La Corte di Cassazione, con sentenza n. 29363 dello scorso 10 ottobre 2022, è intervenuta per chiarire ciò che accade nel caso in cui l’appartamento venduto con un prezzo a corpo sia in realtà più piccolo di quanto indicato nel rogito.

Ricordiamo che la vendita con prezzo a corpo è un’operazione il cui valore è determinato a prescindere dalla metratura che, comunque, deve essere indicata in rogito. Il prezzo è dunque concordato in considerazione delle complessive caratteristiche dell’unità immobiliare e non, pertanto, parametro alla sua dimensione.

Ad ogni modo, questo non significa che si possano del tutto trascurare le misure del bene oggetto del passaggio di proprietà: per i giudici della suprema Corte, se le misure dell’immobile sono inferiori di oltre un ventesimo rispetto a quelle effettive l’acquirente ha diritto a ottenere una revisione del prezzo.
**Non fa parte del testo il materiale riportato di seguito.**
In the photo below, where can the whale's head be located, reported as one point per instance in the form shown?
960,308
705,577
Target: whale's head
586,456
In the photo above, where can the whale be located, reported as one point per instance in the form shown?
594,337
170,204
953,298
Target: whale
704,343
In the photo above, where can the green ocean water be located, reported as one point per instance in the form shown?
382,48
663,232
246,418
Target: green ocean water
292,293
Ma come?

A spiegarlo è la sentenza in commento, che ricorda che – come previsto dall’art. 1537 c.c.:

  • se la misura effettiva dell’immobile è inferiore a un ventesimo di quella indicata nel contratto il compratore ha diritto a una riduzione di prezzo

  • se la misura effettiva dell’immobile è superiore a quella indicata nel contratto il compratore deve corrispondere il supplemento di prezzo ma ha anche la facoltà di recedere dal contratto se l’eccedenza è di oltre un ventesimo.

Ebbene, con la recente sentenza della Suprema Corte, i giudici hanno ritenuto che la clausola ex art. 1538 c.c. si applichi sempre, tranne nel caso in cui le parti ne abbiano escluso espressamente la vigenza. Per gli Ermellini la sua applicazione, infatti, assicura la precisa perimetrazione del rimedio in esame, limitandolo ai soli casi in cui la vendita sia conclusa a corpo con espressa indicazione della misura del bene compravenduto e, dunque, con estrinsecazione della volontà delle parti di negoziare proprio un bene che è stato delle caratteristiche quantitative indicate in accordo.
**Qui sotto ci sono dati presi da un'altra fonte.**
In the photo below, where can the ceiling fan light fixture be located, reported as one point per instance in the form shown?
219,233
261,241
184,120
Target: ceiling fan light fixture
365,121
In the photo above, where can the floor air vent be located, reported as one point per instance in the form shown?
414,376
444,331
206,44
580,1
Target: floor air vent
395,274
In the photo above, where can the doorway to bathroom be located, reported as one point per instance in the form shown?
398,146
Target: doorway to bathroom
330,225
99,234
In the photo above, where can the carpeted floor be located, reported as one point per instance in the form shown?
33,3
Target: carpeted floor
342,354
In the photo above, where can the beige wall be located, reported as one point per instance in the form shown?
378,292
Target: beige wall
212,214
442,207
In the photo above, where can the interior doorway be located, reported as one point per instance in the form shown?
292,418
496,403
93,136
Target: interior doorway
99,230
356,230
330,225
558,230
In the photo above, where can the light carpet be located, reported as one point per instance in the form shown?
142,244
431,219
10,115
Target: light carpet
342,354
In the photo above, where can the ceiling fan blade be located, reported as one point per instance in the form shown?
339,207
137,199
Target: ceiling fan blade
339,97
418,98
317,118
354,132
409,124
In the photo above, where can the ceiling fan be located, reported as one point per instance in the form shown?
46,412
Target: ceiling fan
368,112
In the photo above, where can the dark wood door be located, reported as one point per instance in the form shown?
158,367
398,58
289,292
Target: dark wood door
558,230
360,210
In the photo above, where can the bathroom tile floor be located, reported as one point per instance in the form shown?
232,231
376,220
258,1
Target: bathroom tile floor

Dall’altro lato, però, con questa interpretazione si lascia sempre alle parti la possibilità di escludere l’efficacia della norma in esame inserendo una clausola esplicita in contratto.

Infine, i giudici hanno anche ribadito che la revisione del prezzo non deve comunque necessariamente seguire il criterio del valore di mercato, né un criterio proporzionale secco. Si deve invece fare applicazione dall’applicazione del criterio proporzionale corretto, che prescinde dall’esatta misurazione del bene.